The researchers performed a molecular analysis on 21 tumor samples of patients who had been previously treated with vemurafenib. Thirteen of them had RAS mutations, with 12 of those in HRAS. A validation set of 14 samples had 8 samples with RAS mutations, with 4 of those in HRAS. The most frequent of the RAS mutations was HRAS Q61L. HRAS-Q6IL mutant cell lines exposed to vemurafenib demonstrated increased proliferation that was associated with mitogen-activated protein kinase (MAPK)-pathway signaling and activation of extracellular signal-regulated kinase-mediated transcription.
“Our data indicate that RAS mutations are present in about 60% of cases in patients who develop skin squamous cell cancers while treated with vemurafenib,” Ribas said. “This RAS mutation is likely caused by prior skin damage from sun exposure, and what vemurafenib does is accelerate the appearance of these skin squamous cell cancers, as opposed to being the cause of the mutation that starts these cancers.”
When the researchers blocked non-mutated BRAF in cells that had mutated RAS, signals were sent around BRAF, inducing growth of squamous cell cancers.
The researchers suggest a strategy in which a MEK inhibitor is used in addition to vemurafenib before the BRAF-targeted drug has a chance to induce secondary skin cancer in people with the RAS mutation.

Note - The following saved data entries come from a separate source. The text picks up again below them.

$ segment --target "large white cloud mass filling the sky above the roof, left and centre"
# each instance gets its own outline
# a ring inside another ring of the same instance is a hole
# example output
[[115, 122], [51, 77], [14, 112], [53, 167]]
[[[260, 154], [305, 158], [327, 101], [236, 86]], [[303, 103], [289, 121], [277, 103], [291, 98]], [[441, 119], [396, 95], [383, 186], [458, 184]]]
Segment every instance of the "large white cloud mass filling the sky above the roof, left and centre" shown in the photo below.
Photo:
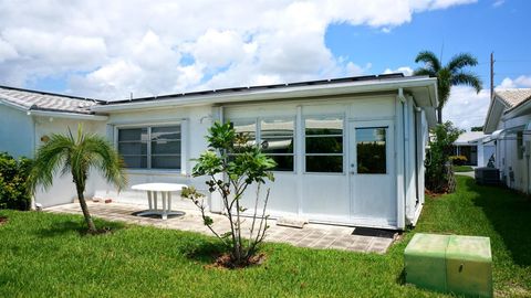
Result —
[[69, 76], [70, 92], [112, 99], [358, 75], [371, 64], [334, 56], [330, 24], [389, 31], [471, 2], [0, 0], [0, 83]]

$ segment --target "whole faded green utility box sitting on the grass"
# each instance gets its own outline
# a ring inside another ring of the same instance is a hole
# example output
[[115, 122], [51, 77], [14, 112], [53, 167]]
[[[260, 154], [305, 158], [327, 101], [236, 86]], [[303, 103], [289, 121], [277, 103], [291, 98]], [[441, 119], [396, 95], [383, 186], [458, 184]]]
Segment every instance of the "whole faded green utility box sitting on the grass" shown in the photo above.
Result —
[[492, 297], [488, 237], [415, 234], [404, 252], [406, 283], [454, 294]]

Vemurafenib was approved in August based on the results of the BRIM3 trial, which compared vemurafenib to dacarbazine in 675 patients with V600E BRAF-mutated melanoma. Patients receiving vemurafenib experienced a 74% reduction in disease progression (hazard ratio, 0.26; P <.0001) with a median progression-free survival of 5.3 months.
The National Cancer Institute estimates that 70,230 men and women were diagnosed with some form of melanoma in 2011, with 8,790 patients dying from the disease.